Business process outsourcers target smaller companies, new verticals, Gartner finds

San Jose, CA — April 8, 2003 — While Global 500 companies continue to be the primary target segment for business process outsourcing (BPO) suppliers, these BPO providers are beginning to expand their target markets to encompass smaller companies and new verticals, according to a recent survey by Gartner.

For a market trends report entitled "BPO Validated: Verticalization and Aggregation Accelerate," Gartner conducted an online survey with 43 BPO providers from July to September of 2002 to assess the maturity of the service provider landscape across a broad range of processes and target segments.

The survey showed BPO providers continue to primarily target large corporations, but the focus on mid-market companies is increasing. In 2002, 64 percent of survey respondents' BPO revenue came from large clients (more than $500 million in revenue) compared with 75 percent in a 2001 survey. Another 36 percent of the 2002 sample targeted companies with less than $500 million in revenue, compared with 25 percent in the 2001 sample.

BPO companies are also looking to have a more diversified client list. In 2001, BPO providers were almost unanimously targeting Global 500 companies in the financial services sector, but as BPO gains more attention, Gartner analysts expect BPO to gain interest in other vertical markets.

"Financial services and large corporations are often among the first to try out new business models," said Rebecca Scholl, senior analyst for Gartner's IT Services program. "Now other vertical markets are formalizing their adoption of BPO, and a number of providers are adapting to the 'verticalization' of BPO demand. However, suppliers must be cautious in targeting new opportunities and not target every BPO opportunity that comes along."

Gartner analysts have suggested that BPO providers should go vertical in a focused manner. As several horizontal BPO offerings become more mature, particularly in the business administration space, Gartner believes that services providers should consider expanding deeper into a carefully selected number of vertical-specific BPO services, especially in industries that already have extensive experience with BPO. "BPO providers need to select targeted opportunities," said Scholl.

The Gartner survey showed that the primary focus of BPO activity has been in the area of human resources (HR). Demand for aggregated HR outsourcing services is becoming more mainstream — the aggregation of multiple HR processes into one outsourcing contract for duties such as payroll, benefits and HR records management.

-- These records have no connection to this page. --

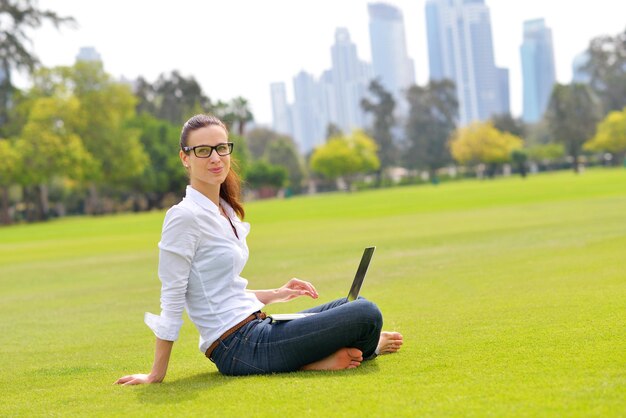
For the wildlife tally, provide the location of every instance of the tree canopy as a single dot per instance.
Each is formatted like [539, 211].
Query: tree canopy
[610, 135]
[606, 67]
[481, 142]
[572, 115]
[346, 156]
[432, 119]
[17, 17]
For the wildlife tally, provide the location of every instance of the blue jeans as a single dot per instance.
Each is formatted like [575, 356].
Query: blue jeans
[263, 346]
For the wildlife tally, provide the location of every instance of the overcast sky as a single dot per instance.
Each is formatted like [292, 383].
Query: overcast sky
[238, 47]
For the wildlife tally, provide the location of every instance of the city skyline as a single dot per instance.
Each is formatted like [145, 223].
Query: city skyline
[248, 51]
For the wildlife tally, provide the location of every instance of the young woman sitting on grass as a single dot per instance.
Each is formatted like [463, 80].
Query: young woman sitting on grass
[201, 254]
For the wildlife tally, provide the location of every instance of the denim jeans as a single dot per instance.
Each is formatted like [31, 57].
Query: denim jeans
[263, 346]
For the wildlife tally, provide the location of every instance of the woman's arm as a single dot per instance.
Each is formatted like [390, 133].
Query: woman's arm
[162, 353]
[290, 290]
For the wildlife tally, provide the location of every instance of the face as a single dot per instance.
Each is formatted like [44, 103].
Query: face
[206, 172]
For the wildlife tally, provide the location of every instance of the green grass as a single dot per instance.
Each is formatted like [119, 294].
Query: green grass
[511, 295]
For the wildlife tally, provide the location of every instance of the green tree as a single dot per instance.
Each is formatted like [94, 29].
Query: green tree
[282, 151]
[106, 110]
[259, 140]
[607, 70]
[432, 119]
[506, 123]
[163, 174]
[481, 142]
[239, 114]
[346, 157]
[51, 148]
[384, 121]
[10, 169]
[333, 130]
[610, 136]
[545, 154]
[16, 18]
[572, 115]
[266, 178]
[173, 97]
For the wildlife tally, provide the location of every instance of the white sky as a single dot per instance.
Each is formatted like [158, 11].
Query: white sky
[238, 47]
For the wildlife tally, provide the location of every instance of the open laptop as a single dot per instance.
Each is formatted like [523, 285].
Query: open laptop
[355, 288]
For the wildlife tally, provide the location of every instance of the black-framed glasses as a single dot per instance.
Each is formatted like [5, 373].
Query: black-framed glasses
[205, 151]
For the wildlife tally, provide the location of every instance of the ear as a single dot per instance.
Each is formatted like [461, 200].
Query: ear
[184, 158]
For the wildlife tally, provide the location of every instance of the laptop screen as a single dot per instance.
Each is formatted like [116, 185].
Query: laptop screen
[360, 273]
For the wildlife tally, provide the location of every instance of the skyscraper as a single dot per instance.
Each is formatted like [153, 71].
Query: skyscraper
[538, 74]
[579, 75]
[310, 116]
[281, 111]
[350, 78]
[88, 53]
[504, 94]
[460, 48]
[390, 61]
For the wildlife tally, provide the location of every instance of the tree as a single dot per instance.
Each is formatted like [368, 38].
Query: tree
[266, 178]
[16, 17]
[51, 148]
[384, 120]
[504, 122]
[172, 97]
[259, 140]
[610, 136]
[546, 154]
[572, 115]
[282, 152]
[480, 142]
[346, 156]
[106, 109]
[606, 67]
[163, 173]
[333, 129]
[239, 114]
[432, 118]
[9, 174]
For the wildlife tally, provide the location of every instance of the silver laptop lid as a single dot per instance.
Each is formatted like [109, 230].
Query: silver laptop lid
[360, 273]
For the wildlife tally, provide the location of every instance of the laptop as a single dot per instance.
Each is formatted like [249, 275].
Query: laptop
[353, 293]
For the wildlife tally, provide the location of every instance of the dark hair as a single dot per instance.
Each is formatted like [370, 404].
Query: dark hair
[230, 190]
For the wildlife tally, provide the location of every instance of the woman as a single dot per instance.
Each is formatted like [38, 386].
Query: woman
[201, 254]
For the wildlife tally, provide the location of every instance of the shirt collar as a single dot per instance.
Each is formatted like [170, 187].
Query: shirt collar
[200, 199]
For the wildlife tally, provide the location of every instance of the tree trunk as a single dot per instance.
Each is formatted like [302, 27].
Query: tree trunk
[5, 217]
[42, 204]
[92, 201]
[576, 166]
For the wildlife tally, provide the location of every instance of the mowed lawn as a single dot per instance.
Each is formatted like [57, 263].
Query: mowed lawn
[511, 295]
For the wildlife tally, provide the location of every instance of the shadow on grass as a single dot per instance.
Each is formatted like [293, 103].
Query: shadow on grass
[189, 387]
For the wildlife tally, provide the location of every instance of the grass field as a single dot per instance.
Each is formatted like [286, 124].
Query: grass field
[511, 295]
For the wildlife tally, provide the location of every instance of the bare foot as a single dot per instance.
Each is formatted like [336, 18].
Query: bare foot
[389, 342]
[345, 358]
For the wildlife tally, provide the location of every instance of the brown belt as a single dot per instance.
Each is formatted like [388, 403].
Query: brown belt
[256, 315]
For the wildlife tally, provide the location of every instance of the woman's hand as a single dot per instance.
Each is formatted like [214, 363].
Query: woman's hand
[136, 379]
[290, 290]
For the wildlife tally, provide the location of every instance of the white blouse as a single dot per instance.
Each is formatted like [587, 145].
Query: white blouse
[200, 262]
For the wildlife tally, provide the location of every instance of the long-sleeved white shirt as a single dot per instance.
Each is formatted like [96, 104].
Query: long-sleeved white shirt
[200, 262]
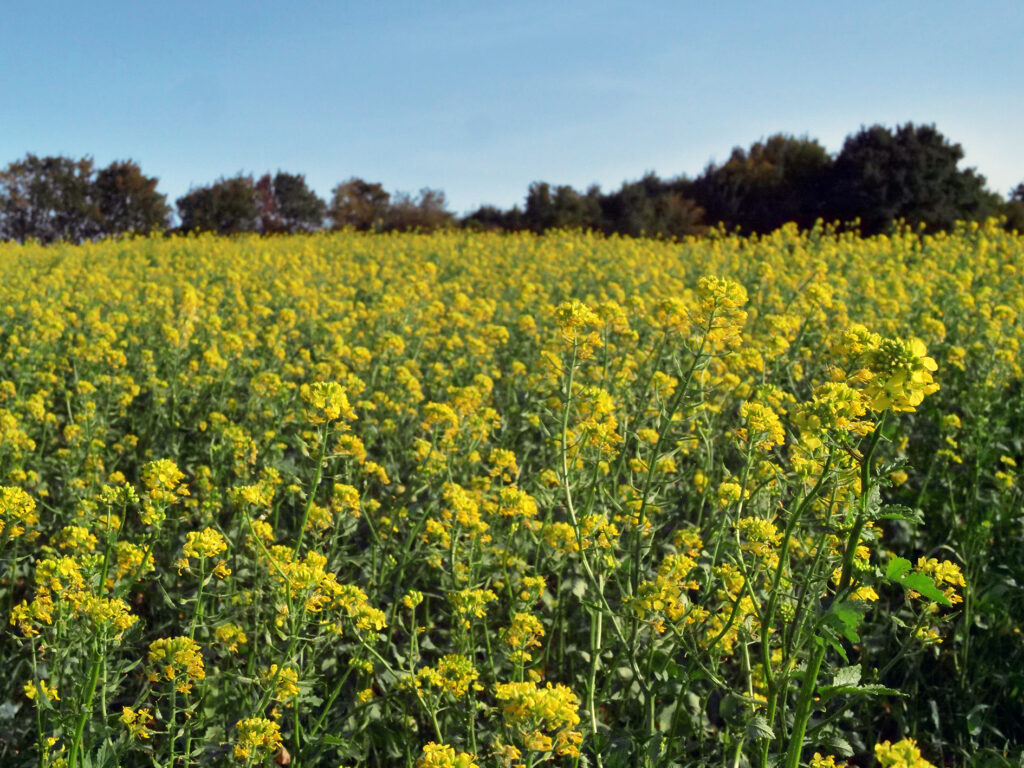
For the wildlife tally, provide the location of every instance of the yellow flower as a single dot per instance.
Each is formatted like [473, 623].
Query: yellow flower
[178, 660]
[900, 755]
[137, 722]
[442, 756]
[257, 738]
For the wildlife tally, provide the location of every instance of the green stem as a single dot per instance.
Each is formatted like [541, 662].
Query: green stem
[803, 713]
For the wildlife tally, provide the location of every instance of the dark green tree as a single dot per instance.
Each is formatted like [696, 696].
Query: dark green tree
[650, 207]
[426, 212]
[780, 179]
[492, 218]
[288, 205]
[358, 204]
[228, 206]
[48, 199]
[128, 201]
[1013, 209]
[909, 173]
[561, 208]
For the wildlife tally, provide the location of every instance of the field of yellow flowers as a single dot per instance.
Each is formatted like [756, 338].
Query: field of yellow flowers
[480, 500]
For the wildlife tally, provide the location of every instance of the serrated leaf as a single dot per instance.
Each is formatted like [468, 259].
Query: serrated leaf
[896, 568]
[899, 512]
[925, 585]
[847, 676]
[848, 619]
[759, 728]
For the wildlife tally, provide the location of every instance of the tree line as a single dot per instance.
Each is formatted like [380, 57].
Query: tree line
[881, 176]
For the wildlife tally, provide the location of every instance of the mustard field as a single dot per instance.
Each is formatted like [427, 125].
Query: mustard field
[481, 500]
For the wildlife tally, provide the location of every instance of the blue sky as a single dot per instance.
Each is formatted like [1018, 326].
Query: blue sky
[479, 98]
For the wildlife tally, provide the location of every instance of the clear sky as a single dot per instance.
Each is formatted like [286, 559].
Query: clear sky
[479, 98]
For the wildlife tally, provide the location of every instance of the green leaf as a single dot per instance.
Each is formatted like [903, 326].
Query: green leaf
[759, 728]
[846, 619]
[897, 567]
[925, 585]
[899, 512]
[847, 676]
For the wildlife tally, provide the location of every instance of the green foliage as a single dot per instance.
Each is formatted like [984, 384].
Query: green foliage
[228, 206]
[48, 199]
[288, 205]
[909, 174]
[778, 180]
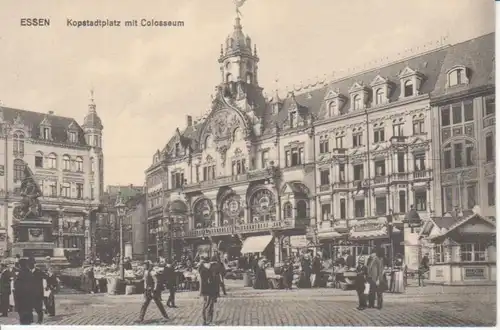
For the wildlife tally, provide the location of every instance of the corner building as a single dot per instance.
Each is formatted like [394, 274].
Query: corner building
[339, 161]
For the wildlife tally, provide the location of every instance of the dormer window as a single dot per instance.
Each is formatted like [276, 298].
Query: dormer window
[334, 102]
[457, 76]
[359, 96]
[357, 103]
[411, 81]
[408, 88]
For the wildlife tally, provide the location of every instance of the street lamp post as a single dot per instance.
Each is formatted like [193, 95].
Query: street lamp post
[120, 212]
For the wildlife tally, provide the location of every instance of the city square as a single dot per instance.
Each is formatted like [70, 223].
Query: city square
[427, 306]
[309, 197]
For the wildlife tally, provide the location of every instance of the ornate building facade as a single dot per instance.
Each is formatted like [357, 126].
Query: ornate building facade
[340, 160]
[67, 162]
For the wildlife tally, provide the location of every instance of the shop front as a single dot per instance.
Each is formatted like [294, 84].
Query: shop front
[465, 254]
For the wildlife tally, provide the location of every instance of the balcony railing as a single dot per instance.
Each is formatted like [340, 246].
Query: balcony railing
[423, 174]
[221, 181]
[237, 229]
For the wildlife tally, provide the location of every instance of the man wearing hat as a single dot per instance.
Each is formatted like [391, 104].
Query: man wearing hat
[38, 289]
[152, 291]
[5, 290]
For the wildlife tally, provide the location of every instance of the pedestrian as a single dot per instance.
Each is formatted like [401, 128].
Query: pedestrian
[152, 291]
[5, 290]
[50, 285]
[209, 288]
[38, 288]
[24, 293]
[361, 284]
[375, 278]
[170, 279]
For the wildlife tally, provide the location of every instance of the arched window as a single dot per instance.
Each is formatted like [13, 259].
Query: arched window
[18, 170]
[237, 134]
[357, 104]
[331, 108]
[18, 143]
[490, 148]
[287, 210]
[66, 163]
[379, 96]
[52, 161]
[301, 209]
[79, 164]
[408, 86]
[208, 142]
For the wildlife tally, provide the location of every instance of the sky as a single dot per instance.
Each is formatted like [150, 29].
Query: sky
[147, 79]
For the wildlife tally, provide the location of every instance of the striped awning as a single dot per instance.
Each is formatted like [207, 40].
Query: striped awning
[377, 232]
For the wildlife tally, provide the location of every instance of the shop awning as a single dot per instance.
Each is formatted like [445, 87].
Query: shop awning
[256, 244]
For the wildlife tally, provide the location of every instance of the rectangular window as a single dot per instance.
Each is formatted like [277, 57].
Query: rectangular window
[380, 168]
[418, 127]
[419, 161]
[402, 201]
[397, 130]
[445, 116]
[458, 154]
[468, 111]
[448, 198]
[342, 209]
[491, 193]
[438, 254]
[381, 206]
[323, 146]
[342, 172]
[490, 148]
[473, 252]
[325, 177]
[378, 135]
[456, 110]
[471, 196]
[357, 140]
[79, 190]
[489, 106]
[264, 158]
[326, 210]
[359, 208]
[401, 162]
[358, 172]
[421, 200]
[339, 142]
[447, 159]
[39, 161]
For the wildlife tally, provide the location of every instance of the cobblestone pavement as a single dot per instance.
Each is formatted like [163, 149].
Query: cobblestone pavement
[428, 306]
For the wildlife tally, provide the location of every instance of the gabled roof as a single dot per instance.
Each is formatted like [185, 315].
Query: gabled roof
[59, 125]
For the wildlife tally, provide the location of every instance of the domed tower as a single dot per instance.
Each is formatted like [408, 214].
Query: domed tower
[92, 129]
[238, 61]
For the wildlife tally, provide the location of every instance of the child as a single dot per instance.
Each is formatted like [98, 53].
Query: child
[361, 283]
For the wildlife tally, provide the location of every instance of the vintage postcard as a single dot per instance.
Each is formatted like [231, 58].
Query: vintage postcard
[248, 163]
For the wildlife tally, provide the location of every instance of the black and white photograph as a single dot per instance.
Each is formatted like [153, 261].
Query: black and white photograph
[248, 163]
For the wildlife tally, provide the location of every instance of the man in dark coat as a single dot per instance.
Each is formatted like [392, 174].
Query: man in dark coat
[152, 291]
[38, 289]
[209, 288]
[5, 290]
[170, 278]
[24, 293]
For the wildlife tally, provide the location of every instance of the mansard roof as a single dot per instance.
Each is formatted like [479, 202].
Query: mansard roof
[59, 125]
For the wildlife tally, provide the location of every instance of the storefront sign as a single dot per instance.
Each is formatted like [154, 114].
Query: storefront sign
[475, 273]
[298, 242]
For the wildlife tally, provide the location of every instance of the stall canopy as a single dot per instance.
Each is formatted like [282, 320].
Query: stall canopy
[256, 244]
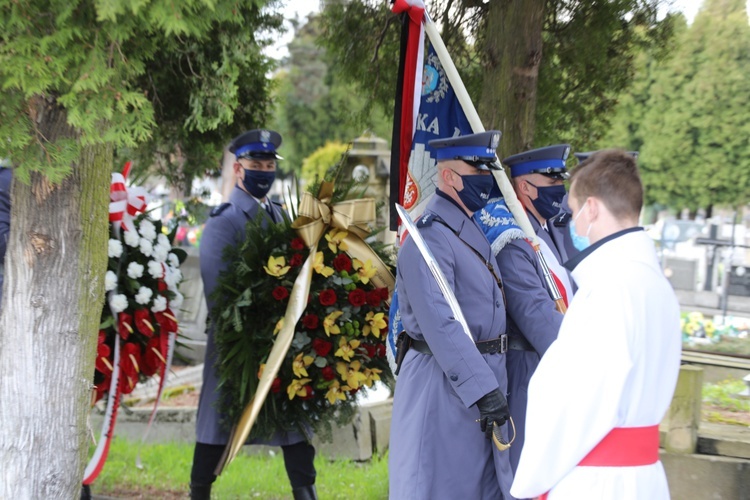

As BPO providers have expanded their offerings, the marketplace has become more competitive. "Users can really begin to choose the service provider that is right for their needs, whereas as recently as a year ago, they were very limited in their options," Scholl said. "At the same time, as service providers ramp up their delivery capabilities, they will be less and less interested in acquiring assets and staff from their clients. The market for HR outsourcing will therefore become more challenging for both users and providers during the next three years."